Gdynia zadłuża się na miliony, bo nie chce zwolnić tempa inwestycji
150 mln zł pożyczki dla samorządu Gdyni. Opozycja będzie obserwować wydatki miasta.
Władze Gdyni rozpoczęły procedurę zaciągnięcia bankowego kredytu długoterminowego na pokaźną kwotę 150 mln zł. Stało się więc to, o czym samorządowcy mówili od wielu tygodni. Skarbnik miasta, prof. Krzysztof Szałucki, w pierwszym półroczu tego roku kilka razy podkreślał, że z powodu spowolnienia gospodarczego niezbędne będzie, aby miejscy włodarze w 2010 r. sięgnęli po pożyczkę, która zagwarantuje Gdyni utrzymanie tempa inwestycyjnego. Dla gdyńskiego samorządu to sytuacja nowa, w ostatnich kilku latach potężne wydatki inwestycyjne, sięgające rok w rok kilkuset milionów złotych, finansowane były bowiem nie z kredytów, a dochodów własnych, dotacji państwowych oraz środków pozyskiwanych z Unii Europejskiej.

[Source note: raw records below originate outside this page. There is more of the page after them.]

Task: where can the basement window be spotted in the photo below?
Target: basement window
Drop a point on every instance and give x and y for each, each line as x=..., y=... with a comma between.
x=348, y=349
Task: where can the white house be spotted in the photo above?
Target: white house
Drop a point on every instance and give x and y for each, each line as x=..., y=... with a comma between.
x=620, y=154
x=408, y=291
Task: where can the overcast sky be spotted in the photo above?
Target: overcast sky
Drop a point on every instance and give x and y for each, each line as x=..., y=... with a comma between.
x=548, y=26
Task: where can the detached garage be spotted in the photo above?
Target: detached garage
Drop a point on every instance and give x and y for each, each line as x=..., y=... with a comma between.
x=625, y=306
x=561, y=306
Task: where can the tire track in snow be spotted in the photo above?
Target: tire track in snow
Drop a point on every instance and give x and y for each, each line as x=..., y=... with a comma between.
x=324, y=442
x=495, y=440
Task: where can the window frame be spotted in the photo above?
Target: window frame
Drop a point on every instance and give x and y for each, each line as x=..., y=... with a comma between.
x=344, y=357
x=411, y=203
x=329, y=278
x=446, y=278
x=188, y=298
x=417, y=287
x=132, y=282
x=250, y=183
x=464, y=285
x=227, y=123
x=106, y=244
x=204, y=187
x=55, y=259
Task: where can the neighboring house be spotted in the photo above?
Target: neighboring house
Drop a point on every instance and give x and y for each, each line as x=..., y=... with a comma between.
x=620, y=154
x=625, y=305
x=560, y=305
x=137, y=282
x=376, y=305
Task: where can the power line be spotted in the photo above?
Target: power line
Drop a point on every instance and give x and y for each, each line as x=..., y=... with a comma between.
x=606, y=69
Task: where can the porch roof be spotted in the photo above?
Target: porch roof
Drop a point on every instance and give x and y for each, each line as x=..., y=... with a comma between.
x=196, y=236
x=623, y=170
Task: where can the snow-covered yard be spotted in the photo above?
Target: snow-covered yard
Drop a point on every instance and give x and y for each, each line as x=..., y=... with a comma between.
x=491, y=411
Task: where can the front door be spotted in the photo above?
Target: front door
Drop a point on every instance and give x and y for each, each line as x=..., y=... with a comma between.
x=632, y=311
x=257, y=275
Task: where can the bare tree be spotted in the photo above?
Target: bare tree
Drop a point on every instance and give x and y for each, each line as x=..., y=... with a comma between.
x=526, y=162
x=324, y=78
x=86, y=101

- Kredyt na tak wysoką kwotę będzie dla miasta bezpieczny, zaciągany jest bowiem w momencie, gdy powoli kończy się już okres spłacania przez Gdynię poprzednich pożyczek, zaciągniętych przed laty - uważa Krzysztof Szałucki. Inwestowanie w czasie kryzysu zdaniem gdyńskich urzędników jest niezwykle racjonalne - miejskie inwestycje są kołem zamachowym dla pogrążonych w kłopotach finansowych prywatnych przedsiębiorców, a zlecenia od samorządu pozwalają im przetrwać trudne czasy. Dla miasta korzystny jest także fakt, iż firmy budowlane nie mogą już, jak kilka lat temu, windować do niebotycznie wysokich stawek ofert na wykonawstwo inwestycji. Miasto liczy więc, iż rozpisując przetargi w najbliższych miesiącach zaoszczędzi sporo grosza.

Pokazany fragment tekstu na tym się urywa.